Un préjudice systématique même fictif…

Jusqu’au 13 avril 2016, la Chambre sociale de la Cour de cassation appliquait largement la théorie dite du « préjudice nécessairement subi ».

Ainsi, en matière de responsabilité de l’employeur, le seul constat d’un manquement de ce dernier à l’une de ses obligations légales ou conventionnelles permettait de déduire l’existence, réelle ou supposée, d’un préjudice pour le salarié dont il revenait aux juges du fond d’apprécier souverainement le montant. Ce lien de causalité automatique, propice aux salariés, était guidé par une recherche de favoriser la partie faible au contrat de travail.

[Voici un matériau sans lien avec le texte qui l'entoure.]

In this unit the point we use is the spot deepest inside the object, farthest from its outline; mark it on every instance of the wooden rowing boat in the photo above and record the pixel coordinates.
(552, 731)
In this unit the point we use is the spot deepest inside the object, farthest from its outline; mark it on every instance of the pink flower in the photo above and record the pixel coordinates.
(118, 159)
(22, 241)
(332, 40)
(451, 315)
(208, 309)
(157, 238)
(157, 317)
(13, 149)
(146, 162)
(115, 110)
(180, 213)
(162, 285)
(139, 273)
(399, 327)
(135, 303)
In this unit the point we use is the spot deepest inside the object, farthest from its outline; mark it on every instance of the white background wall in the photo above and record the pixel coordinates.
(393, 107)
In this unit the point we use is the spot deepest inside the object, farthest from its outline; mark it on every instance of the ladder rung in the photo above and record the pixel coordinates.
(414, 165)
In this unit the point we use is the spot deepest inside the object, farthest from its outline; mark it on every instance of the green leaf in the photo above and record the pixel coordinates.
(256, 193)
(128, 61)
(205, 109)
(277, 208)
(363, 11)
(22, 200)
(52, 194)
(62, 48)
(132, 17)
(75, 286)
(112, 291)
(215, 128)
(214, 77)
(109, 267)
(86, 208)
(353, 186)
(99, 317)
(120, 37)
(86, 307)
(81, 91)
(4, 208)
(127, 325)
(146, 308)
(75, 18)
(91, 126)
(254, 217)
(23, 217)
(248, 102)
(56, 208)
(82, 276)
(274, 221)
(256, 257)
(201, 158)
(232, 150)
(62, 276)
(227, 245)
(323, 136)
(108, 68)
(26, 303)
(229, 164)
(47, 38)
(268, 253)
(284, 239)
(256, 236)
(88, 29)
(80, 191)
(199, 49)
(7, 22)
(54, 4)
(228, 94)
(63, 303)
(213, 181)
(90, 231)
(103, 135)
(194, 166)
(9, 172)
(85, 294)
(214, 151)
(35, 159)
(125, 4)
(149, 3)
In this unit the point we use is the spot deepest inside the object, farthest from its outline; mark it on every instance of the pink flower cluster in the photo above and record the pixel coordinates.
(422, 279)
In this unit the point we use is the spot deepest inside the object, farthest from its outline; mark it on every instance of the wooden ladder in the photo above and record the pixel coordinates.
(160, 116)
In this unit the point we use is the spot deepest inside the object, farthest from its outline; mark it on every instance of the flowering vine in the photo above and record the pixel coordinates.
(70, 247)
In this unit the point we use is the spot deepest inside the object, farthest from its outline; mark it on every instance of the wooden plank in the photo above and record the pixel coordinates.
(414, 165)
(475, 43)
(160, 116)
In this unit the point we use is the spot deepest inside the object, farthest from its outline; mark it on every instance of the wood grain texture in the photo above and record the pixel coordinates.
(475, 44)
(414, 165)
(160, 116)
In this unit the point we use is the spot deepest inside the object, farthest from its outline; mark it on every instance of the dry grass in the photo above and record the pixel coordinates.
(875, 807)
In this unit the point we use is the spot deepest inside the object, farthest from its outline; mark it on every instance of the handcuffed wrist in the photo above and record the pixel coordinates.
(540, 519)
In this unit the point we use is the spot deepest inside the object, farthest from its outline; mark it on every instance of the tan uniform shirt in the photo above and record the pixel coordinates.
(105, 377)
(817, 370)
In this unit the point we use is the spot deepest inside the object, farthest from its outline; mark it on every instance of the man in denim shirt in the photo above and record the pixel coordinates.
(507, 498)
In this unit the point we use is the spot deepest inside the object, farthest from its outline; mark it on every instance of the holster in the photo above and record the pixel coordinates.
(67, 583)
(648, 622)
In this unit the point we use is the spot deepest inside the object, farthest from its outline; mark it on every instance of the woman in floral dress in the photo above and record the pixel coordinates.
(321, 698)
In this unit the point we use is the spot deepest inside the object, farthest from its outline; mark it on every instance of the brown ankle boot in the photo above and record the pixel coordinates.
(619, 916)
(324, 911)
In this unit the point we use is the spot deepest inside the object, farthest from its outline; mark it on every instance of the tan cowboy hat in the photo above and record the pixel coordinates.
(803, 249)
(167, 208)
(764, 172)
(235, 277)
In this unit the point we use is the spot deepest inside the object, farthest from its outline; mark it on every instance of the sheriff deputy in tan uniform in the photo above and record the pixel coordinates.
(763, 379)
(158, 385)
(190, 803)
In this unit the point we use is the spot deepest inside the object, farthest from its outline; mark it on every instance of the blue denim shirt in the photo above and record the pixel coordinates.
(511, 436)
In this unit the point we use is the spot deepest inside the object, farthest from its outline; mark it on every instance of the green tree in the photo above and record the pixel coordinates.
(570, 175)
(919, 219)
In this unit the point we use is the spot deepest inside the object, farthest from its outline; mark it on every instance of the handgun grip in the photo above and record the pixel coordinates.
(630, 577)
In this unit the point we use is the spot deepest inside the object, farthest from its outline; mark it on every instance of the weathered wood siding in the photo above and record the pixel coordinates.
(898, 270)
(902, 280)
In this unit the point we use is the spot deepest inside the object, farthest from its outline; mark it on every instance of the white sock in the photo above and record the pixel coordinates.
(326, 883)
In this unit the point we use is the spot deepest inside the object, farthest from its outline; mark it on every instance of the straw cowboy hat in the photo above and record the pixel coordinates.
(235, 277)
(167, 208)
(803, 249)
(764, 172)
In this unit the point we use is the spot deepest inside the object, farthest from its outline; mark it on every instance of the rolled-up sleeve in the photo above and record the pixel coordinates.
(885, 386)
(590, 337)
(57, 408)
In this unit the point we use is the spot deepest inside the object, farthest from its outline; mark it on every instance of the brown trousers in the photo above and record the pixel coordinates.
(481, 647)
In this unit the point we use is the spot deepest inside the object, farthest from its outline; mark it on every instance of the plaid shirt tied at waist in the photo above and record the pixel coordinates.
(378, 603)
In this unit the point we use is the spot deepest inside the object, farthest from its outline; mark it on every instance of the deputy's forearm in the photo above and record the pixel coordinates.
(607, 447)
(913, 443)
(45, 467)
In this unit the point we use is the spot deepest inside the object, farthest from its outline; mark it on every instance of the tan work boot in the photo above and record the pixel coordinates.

C’est ainsi qu’un salarié pouvait être indemnisé de son préjudice, réel ou fictif, né du simple retard de délivrance de l'attestation d'assurance chômage (Cass. soc., 17 sept. 2014, n° 13-18.850), de la stipulation d'une clause de non-concurrence nulle à son contrat de travail (Cass. soc., 12 janv. 2011, n° 08-45.280) ou, plus surprenant, de l'absence de mention relative à la convention collective applicable sur le bulletin de salaire (Cass. soc., 4 mars 2015, n° 13-26.312). L’existence du préjudice était ainsi, dans ces hypothèses, dressée au rang de présomption irréfragable.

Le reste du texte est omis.